I completely understand that my request may make DataLoader less computationally optimal (I don't care though! I just want GPU memory usage efficiency!). Things like pin memory and so-forth would probably be harder to effectively use if you have to deal with the variably-sized tensors.

wyli commented 1 year ago

have you tried train_loader = DataLoader(train_ds, batch_size=2, collate_fn=pad_list_data_collate)

that's from monai.data.utils.pad_list_data_collate

https://github.com/Project-MONAI/MONAI/blob/1005eacd1fa55fdae7df07a243bd682f170c17ea/monai/data/utils.py#L640-L651

nslay commented 1 year ago

Never noticed the collate_fn argument to DataLoader. I'll give it a shot later today! Yeah, I was looking at those Collate transforms, but my initial impression was that they were just another Transform and wasn't clear how using them on Dataset side was going to appease DataLoader.

nslay commented 1 year ago

OK, this seems to work. Now I have another problem with collate_fn. It does not work with Compose transforms. It will with a lambda to pad_list_data_collate or to a standalone PadListDataCollate.

So why would I need a Compose? Well, some models need spatial sizes to be divisible by a power of 2. So I need to followup PadListDataCollate with, for example, DivisiblePadd. I also need to do some other special transform on the "label" key.

So here's how it complains with Compose containing only PadListDataCollate (and no other transform)

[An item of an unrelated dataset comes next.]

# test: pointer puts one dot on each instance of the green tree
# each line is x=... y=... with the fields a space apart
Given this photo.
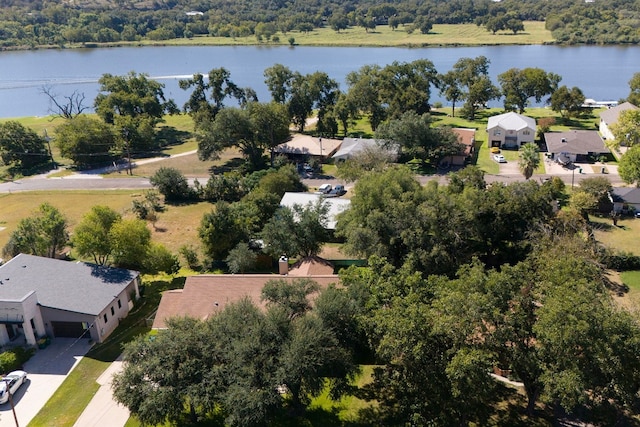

Traceback (most recent call last): File "/gpfs/gsfs12/users/layns/ProstateCAD/KITS19_2d_3d_monai/RCCSeg.py", line 585, in cad.Train(train_list, snapshot_dir, val_list=val_list) File "/gpfs/gsfs12/users/layns/ProstateCAD/KITS19_2d_3d_monai/RCCSeg.py", line 511, in Train for batch_dict in train_loader: File "/gpfs/gsfs12/users/layns/torch_monai_v100/lib/python3.9/site-packages/torch/utils/data/dataloader.py", line 681, in next data = self._next_data() File "/gpfs/gsfs12/users/layns/torch_monai_v100/lib/python3.9/site-packages/torch/utils/data/dataloader.py", line 1376, in _next_data return self._process_data(data) File "/gpfs/gsfs12/users/layns/torch_monai_v100/lib/python3.9/site-packages/torch/utils/data/dataloader.py", line 1402, in _process_data data.reraise() File "/gpfs/gsfs12/users/layns/torch_monai_v100/lib/python3.9/site-packages/torch/_utils.py", line 461, in reraise raise exception RuntimeError: Caught RuntimeError in DataLoader worker process 0. Original Traceback (most recent call last): File "/gpfs/gsfs12/users/layns/torch_monai_v100/lib/python3.9/site-packages/monai/transforms/transform.py", line 101, in apply_transform return [_apply_transform(transform, item, unpack_items) for item in data] File "/gpfs/gsfs12/users/layns/torch_monai_v100/lib/python3.9/site-packages/monai/transforms/transform.py", line 101, in return [_apply_transform(transform, item, unpack_items) for item in data] File "/gpfs/gsfs12/users/layns/torch_monai_v100/lib/python3.9/site-packages/monai/transforms/transform.py", line 66, in _apply_transform return transform(parameters) File "/gpfs/gsfs12/users/layns/torch_monai_v100/lib/python3.9/site-packages/monai/transforms/croppad/batch.py", line 76, in call is_list_of_dicts = isinstance(batch[0], dict) KeyError: 0

The above exception was the direct cause of the following exception:

Traceback (most recent call last): File "/gpfs/gsfs12/users/layns/torch_monai_v100/lib/python3.9/site-packages/torch/utils/data/_utils/worker.py", line 302, in _worker_loop data = fetcher.fetch(index) File "/gpfs/gsfs12/users/layns/torch_monai_v100/lib/python3.9/site-packages/torch/utils/data/_utils/fetch.py", line 52, in fetch return self.collate_fn(data) File "/gpfs/gsfs12/users/layns/torch_monaiv100/lib/python3.9/site-packages/monai/transforms/compose.py", line 174, in call input = apply_transform(transform, input, self.map_items, self.unpack_items, self.log_stats) File "/gpfs/gsfs12/users/layns/torch_monai_v100/lib/python3.9/site-packages/monai/transforms/transform.py", line 129, in apply_transform raise RuntimeError(f"applying transform {transform}") from e RuntimeError: applying transform <monai.transforms.croppad.batch.PadListDataCollate object at 0x2aab84501730>

I don't know why Compose is unhappy as PadListCollateData transform works by itself without being wrapped by Compose

I'll go ahead and close and make a problem report.